Mais ce n’est pas tout. Dans le rassemblement houleux organisé samedi devant le domicile de Mahmoud Abbas, des agents en civil ne se contentaient pas d’appeler à la démission du comité central, l’organe suprême du Fatah. «Abbas traître», hurlait l’un d’eux. «Il nous a vendus», accusait un autre.
«Avec le Hamas, les affaires sont réglées, expliquait Soheil, un membre de la sécurité préventive. On va leur remettre les clés de l’Autorité et dans le cas où nos salaires ne sont pas versés, on ira frapper à la porte d’Ismail Haniyeh (l’un des chefs du Hamas, NDLR). Ce que l’on veut faire maintenant, c’est la révolution au Fatah. Abbas n’a plus d’importance pour nous. Les élections étaient une erreur depuis le début. Nous voulons nous débarrasser de toutes les têtes corrompues et reconstruire le parti depuis zéro».
Dans les territoires, de nombreux observateurs décèlent derrière ce discours et ces débordements l’ombre de Mohamed Dahlan. Le prestige de celui que les médias présentaient rituellement comme l’homme fort de la bande de Gaza a été mis à mal par la déroute du Fatah. «Le roi est nu», entend-on souvent. Certes, «Abou Fadi» comme l’appellent ses partisans, a réussi a se faire élire en distribuant des poignées de dollars tous azimuts. Mais tous ses acolytes, souvent issus de la sécurité préventive, comme Samir Mesharawi, à Gaza, ou Suleiman Abu Mutlak, à Khan Younes, ont été défaits.

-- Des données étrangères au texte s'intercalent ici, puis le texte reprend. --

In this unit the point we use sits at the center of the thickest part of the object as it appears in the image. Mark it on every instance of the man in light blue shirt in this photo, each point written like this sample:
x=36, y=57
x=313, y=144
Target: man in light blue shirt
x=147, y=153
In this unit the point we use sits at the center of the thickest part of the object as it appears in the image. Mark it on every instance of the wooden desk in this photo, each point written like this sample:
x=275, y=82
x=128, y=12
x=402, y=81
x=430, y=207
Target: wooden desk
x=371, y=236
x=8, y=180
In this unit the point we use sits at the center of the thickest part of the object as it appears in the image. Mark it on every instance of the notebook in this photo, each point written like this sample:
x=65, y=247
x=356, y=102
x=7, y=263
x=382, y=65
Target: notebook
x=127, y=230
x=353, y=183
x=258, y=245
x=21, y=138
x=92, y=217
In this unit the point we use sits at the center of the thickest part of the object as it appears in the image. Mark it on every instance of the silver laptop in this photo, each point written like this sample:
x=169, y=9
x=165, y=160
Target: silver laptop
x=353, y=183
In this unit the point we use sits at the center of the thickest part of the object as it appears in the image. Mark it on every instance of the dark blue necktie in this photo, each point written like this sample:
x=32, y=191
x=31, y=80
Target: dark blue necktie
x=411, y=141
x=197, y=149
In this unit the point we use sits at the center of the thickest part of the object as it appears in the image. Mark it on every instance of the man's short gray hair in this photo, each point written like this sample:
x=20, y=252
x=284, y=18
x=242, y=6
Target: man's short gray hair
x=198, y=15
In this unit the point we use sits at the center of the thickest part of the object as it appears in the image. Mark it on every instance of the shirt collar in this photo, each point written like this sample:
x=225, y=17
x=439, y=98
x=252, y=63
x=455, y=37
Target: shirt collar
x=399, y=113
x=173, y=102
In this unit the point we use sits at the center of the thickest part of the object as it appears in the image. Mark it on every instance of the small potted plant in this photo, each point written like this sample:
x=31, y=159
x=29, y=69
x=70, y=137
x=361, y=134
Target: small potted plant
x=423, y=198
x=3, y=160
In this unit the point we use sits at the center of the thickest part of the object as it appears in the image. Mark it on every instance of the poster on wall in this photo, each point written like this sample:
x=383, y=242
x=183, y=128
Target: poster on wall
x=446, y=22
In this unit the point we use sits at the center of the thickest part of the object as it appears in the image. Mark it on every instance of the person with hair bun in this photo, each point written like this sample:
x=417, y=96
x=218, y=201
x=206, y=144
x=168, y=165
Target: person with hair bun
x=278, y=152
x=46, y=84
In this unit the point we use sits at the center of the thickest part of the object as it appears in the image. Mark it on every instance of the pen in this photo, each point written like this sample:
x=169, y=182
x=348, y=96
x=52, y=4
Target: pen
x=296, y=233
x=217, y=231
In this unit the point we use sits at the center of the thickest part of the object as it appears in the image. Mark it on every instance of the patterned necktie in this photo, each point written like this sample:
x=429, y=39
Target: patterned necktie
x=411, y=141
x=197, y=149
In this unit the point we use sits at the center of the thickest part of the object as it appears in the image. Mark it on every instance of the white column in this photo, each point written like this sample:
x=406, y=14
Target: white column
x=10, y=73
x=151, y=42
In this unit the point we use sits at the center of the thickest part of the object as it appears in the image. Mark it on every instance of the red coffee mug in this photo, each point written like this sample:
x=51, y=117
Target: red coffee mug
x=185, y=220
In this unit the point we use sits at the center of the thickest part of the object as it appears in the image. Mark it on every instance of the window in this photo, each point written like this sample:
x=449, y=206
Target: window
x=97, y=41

À défaut du poste de premier ministre sur lequel il lorgnait, Mohamed Dahlan espère prendre la tête du Fatah et de l’opposition au Hamas pour sauvegarder son statut. Une ambition qui suppose d’écarter les vieux partisans d’Arafat et les hommes de Marwan Barghouti, l’ancien chef du Fatah en Cisjordanie actuellement emprisonné en Israël, qui ne rechigneraient pas forcément à siéger dans un gouvernement de coalition. Pour les familiers des intrigues de Gaza, l’agitation des derniers jours répond à cet impératif. Ce qui en fait un chaos artificiel, dangereux certes, mais qui peut s’arrêter aussi vite qu’il est apparu.